2. Collect experiences, not stuff. Don’t spend the majority of your life working so you can buy more stuff and a bigger house/garage to store it in and a bigger vehicle to cart it around in. Instead, get rid of everything you don’t need and/or love and don’t add anything to your stash unless you really will use it or it brings you great joy. Instead of spending time accumulating and then taking care of all you’ve accumulated, get out and *do* something. Take a hike with your family, play fetch with the dog, write some letters to your “older” relatives who would dearly love to hear from you or, if they live nearby,  take them out for a ride and lunch at their favorite restaurant. Stop talking about taking a route 66 trip or writing a book or downsizing or taking the family to Walt Disney World or learn to brew your own beer or . . . whatever it is you keep talking about doing “some day” . . . and do it. Now!

2 1/2. While you’re experiencing life, turn off your cell phone and put it away. Be fully engaged in the experience and those you are sharing the experience with.

This 3rd piece of advice is for a select audience.

3. The very minute you learn you are pregnant, stop listening to other people’s advice (unless they are your health care professional) and pregnancy/delivery stories. Pregnancy and delivery stories are like the-fish-I-caught/that-got-away stories. They get bigger and more fantastic with each telling, and the person who was pregnant/gave delivery has a vested interested in making their experience even more grandiose (usually in the sense of how bad it was) so that they come across as really awesome for having survived it. As for the advice? Ignore it. Just ignore it. You’re going to do fine — both in labor and in delivery, and you and your baby will survive — and thrive — as you simply take each day, each moment of parenthood as it comes.

Develop your own strategy for avoiding advice and pregnancy/delivery stories. Multiple t-shirts with a “Please do not share any advice or ‘pregnancy/delivery’ stories? across both the front and back are probably a bit extreme — but as the months go on, the slogan really will fit (across the front at least) — but keep it in mind if other strategies don’t work. Here are a few:

a. Practice an “I’m listening and am really taking this in” expression and posture while at the same time zoning out. If you’re old enough to get pregnant, you surely already know how to do this. Remember? You did this much of the way through high school, during more than a few discussions with one or both of your parents, and probably during more than a few date conversations. You’re married or have a significant other, right? Then you know what I mean. 🙂

b. Have some get-away excuses ready so you can escape the well-meaning advice-giver/story-teller. If, for example, you’re at home and one such person calls, immediately set the microwave timer a set number of minutes. Stand fairly near the microwave. When the timer goes off, simply say, “Oh, there’s the timer. I really have to go.” Or (and this doesn’t work with a close neighbor because they could be looking out the window), once the caller launches into their story or advice, quietly open your door and ring the doorbell. Quickly break in with, “Someone just rang the doorbell (not a lie), and I need to get off the phone (also not a lie).”

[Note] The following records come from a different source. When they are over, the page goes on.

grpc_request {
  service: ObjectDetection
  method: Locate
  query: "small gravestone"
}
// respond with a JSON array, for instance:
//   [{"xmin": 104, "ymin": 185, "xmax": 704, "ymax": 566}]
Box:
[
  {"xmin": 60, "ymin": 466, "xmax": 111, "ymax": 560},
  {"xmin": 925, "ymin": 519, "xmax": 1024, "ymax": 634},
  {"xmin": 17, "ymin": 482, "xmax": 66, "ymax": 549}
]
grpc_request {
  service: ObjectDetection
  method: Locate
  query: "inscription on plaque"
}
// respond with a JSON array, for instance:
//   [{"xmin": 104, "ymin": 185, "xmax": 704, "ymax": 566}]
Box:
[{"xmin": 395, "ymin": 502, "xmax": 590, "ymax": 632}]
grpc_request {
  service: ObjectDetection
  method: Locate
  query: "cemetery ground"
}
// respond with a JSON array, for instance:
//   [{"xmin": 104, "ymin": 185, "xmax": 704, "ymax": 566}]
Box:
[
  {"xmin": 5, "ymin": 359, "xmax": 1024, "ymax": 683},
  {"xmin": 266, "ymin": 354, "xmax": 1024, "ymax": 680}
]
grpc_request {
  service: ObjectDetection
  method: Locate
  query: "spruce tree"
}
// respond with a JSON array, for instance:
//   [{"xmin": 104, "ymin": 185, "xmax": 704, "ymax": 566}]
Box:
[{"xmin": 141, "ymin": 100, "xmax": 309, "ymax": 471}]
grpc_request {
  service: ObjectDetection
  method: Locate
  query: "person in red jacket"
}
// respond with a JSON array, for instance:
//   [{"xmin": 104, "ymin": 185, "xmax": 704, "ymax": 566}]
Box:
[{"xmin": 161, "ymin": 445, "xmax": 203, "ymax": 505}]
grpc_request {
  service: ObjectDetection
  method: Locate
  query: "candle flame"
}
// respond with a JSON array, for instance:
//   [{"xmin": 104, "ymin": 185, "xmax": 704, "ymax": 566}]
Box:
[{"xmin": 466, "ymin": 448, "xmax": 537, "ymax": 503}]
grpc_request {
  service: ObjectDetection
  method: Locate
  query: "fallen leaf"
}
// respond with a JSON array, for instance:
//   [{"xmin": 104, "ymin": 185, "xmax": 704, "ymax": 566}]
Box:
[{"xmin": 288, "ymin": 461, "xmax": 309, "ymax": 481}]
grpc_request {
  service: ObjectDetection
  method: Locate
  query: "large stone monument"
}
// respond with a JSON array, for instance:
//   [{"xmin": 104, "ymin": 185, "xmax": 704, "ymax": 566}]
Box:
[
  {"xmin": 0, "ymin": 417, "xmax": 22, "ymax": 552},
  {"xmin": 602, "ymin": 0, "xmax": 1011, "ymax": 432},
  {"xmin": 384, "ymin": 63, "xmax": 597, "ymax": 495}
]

c. Come up with an unobtrusive signal for your spouse/significant other for use when you need to be rescued from a story-teller/advice-giver. Don’t forget, too, to establish a penalty for your spouse/significant other if they fail to spot agreed-upon signal and rescue you within 15 seconds. I speak from experience — some spouses/significant others may shirk their duties (for their own entertainment, mind you) if they are confident there will be no repercussion.

d. If you don’t feel comfortable with all that subterfuge, simply tell the story-teller/advice-giver that you appreciate their thoughtfulness, but you find all the stories and advice to be perplexing/uncomfortable/frightening/???, and then attempt to change the conversation to another topic. Good luck with that!

That’s all I’ve got — my 3 pieces of advice. Nothing profound, nothing new. Now . . . get off the computer and go have an experience!